“Five you said?” The Sean bot punched at the lift controller touchscreen.
I followed him into the lift and nodded.
As we rode up, he asked about where the women were being held, how many guards, etc. I told him what I remembered, but it was clear that we would have to improvise. As usual.
My dad wasn’t really one for improvisation. Or spontaneity. Or anything that wasn’t planned down to the minute. It used to drive my mom crazy. And me, for that matter.
But he got things done. That was for sure. Hopefully he still had that ability—even in his robot form.
Who was I kidding? Now he was even more formidable.
“Down!” the Sean bot shouted as the lift doors opened. He sprayed blaster fire into the hallway, mowing down a pair of Mayir technicians and a repair bot.
After the smoke cleared I dusted myself off. “Damn. How many is that now? A dozen?”
“Sixteen so far. Not all dead, of course. But none of them will be bothering us.” He stalked down the hallway.
I ran to keep up with him. “Nice. Only five hundred more to go.”
“Actually, the Baeder has a crew of approximately eleven hundred. At least, according to the logs.”
Yeah, those odds might be a little overwhelming, even for an Aanthangan clone bot.
I recognized the way from here, so was able to guide us to the cell block where the women were held.
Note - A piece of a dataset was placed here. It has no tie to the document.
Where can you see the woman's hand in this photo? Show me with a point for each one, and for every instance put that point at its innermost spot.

It wasn’t guarded, but it was locked. The security fob at my waist took care of that.
“Holy shit!” Ana-Zhi exclaimed when the cell door opened. The other two looked up in alarm at the sight of a class-5 combat bot. I didn’t blame them.
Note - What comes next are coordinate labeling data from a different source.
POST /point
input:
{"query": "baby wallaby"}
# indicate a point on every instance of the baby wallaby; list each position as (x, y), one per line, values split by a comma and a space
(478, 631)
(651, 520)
“What kind of welcome is that, Z?” the Sean bot said.
I took off my helmet. “Guess who I found?”
The Sean bot gave me the robot equivalent of a dirty look. “Who found whom?” he asked sternly.
Chiraine sprang to her feet and dashed over to get a good look at the Sean bot. “Mr. Beck, I can’t believe you’re here.”
“As I told Jannigan, there will be time for debriefing later. Right now we need to get out of here.”
“Out of where?” Narcissa stammered. She was probably the most freaked out of all of them.
“I’ve located the Vostok,” the Sean bot said. “It’s docked on the level 9 rear hangar.” He nodded at Narcissa. “I am Sean Beck, by the way. At least most of Sean Beck.”
“Narcissa Holt. Pleased to meet you. I think.”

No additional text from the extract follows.